Le dedicó un guiño juguetón y lo dejó con su tarea, mientras ella misma completaba las suyas. Menos de cinco minutos más tarde, Noah le mostró, con orgullo, la enorme pareja de osos, marcada por torpes y temblorosas líneas, que había creado al unir los puntos. Neta-lee sonrió y se culpó en broma por ser una boba, algo que el pequeño defendió, argumentando que estaba muy complicado y que no la culpaba. Ella contuvo la risa por su raciocinio tan infantil y, luego, le dejó la tarea de completar otros retos que traía el libro: como contar las frutas y los animales o reescribir un par de frases sencillas. Cuando ambos acabaron, Neta-lee apagó la computadora, tomó su bolso y bajó al niño del escritorio, todo mientras Noah comenzaba a contarle los datos curiosos que había aprendido con el profesor privado ese día. Ni siquiera se dio la molestia de despedirse de su jefe, algo que rara vez hacía, salvo cuando él la buscaba para pedir algo de último momento. Ambos caminaron por el pasillo para dirigirse a la cocina, Noah con su mantita pegada al pecho con una mano y con el libro en la otra.

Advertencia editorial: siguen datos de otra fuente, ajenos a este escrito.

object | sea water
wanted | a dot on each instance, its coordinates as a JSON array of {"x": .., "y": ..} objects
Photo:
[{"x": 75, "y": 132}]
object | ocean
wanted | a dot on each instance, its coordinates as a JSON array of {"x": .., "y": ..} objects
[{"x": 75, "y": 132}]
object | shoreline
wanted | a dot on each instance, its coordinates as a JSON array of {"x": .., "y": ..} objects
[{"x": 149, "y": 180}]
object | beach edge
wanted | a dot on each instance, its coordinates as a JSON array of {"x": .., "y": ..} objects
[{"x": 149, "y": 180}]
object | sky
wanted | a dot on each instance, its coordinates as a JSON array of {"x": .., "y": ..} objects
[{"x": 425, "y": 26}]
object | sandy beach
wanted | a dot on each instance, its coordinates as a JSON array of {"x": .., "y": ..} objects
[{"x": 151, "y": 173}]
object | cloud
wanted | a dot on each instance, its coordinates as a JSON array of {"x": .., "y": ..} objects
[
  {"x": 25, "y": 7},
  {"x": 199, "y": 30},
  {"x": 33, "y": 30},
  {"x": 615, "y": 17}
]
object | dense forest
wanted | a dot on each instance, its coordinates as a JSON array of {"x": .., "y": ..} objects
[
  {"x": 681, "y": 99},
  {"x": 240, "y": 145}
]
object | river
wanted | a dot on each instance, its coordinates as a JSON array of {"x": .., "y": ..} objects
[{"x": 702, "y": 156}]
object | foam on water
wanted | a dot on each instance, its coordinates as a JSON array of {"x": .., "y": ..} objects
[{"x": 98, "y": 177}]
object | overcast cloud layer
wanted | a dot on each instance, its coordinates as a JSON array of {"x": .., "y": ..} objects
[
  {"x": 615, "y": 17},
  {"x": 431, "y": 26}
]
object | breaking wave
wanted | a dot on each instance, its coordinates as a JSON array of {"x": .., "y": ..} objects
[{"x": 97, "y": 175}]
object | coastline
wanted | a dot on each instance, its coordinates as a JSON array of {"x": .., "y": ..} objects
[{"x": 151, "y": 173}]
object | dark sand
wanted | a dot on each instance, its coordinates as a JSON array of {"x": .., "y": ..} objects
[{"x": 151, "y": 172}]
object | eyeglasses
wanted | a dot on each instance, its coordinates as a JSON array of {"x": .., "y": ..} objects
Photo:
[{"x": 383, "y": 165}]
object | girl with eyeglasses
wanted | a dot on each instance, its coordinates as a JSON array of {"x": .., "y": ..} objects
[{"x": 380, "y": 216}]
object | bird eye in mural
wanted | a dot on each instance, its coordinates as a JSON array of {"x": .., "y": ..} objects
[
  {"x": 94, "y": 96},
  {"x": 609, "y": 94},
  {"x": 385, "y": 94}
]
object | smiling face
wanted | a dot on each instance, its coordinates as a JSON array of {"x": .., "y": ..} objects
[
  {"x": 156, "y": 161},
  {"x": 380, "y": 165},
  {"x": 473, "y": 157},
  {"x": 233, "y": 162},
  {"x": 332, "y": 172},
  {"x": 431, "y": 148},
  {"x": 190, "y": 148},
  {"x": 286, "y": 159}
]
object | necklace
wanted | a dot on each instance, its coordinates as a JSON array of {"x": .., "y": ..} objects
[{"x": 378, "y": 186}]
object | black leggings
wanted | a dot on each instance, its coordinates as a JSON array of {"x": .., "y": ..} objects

—¿Sabías que el corazón de una ballena pesa 180 gramos? —dijo él, lleno de admiración.

Neta-lee le sonrió divertida, mientras lo seguía.

—¿No serán kilogramos?

Él frunció su pequeño ceño y se tomó unos segundos para pensar.

—Sí, creo que eso es. 180 kilogramos. Kilogramos —repitió, más concentrado, como si intentara no olvidarlo.—. Oh, ¿y sabías que una serpiente joven muda su piel cada cuatro a ocho semanas?

—¿En serio?

—Sí —asintió, y sus ojos volvieron a posarse en ella.—. Ah, ¿sabías que hay un escarabajo que junta el popó de otros animales y lo transforma en una enorme bola de popó que lleva a todos lados?

—Uh, eso es asqueroso —dijo, haciendo una mueca de fingido desagrado.

Noah sonrió, arrugó su nariz y estuvo de acuerdo.

—Lo sé —dijo, inclinándose ligeramente hacia su costado y susurrando en voz bastante alta—. También me dio mucho asco cuando el profesor Lammet me lo dijo.

Arrugó el rostro con una mueca de disgusto mientras sacudía la cabeza. Neta-lee le miró con una sonrisa. ¿Cómo era posible que, teniendo a un niño tan educado, bien portado, risueño y curioso en casa, su ermitaño jefe no sintiera ganas de pasar tiempo con él?

Unos pasos apresurados se escucharon y, tan rápido como Noah estaba a su lado, fue tironeado hacia delante con fuerza. Neta-lee se detuvo a un escaso paso de distancia, descolocada.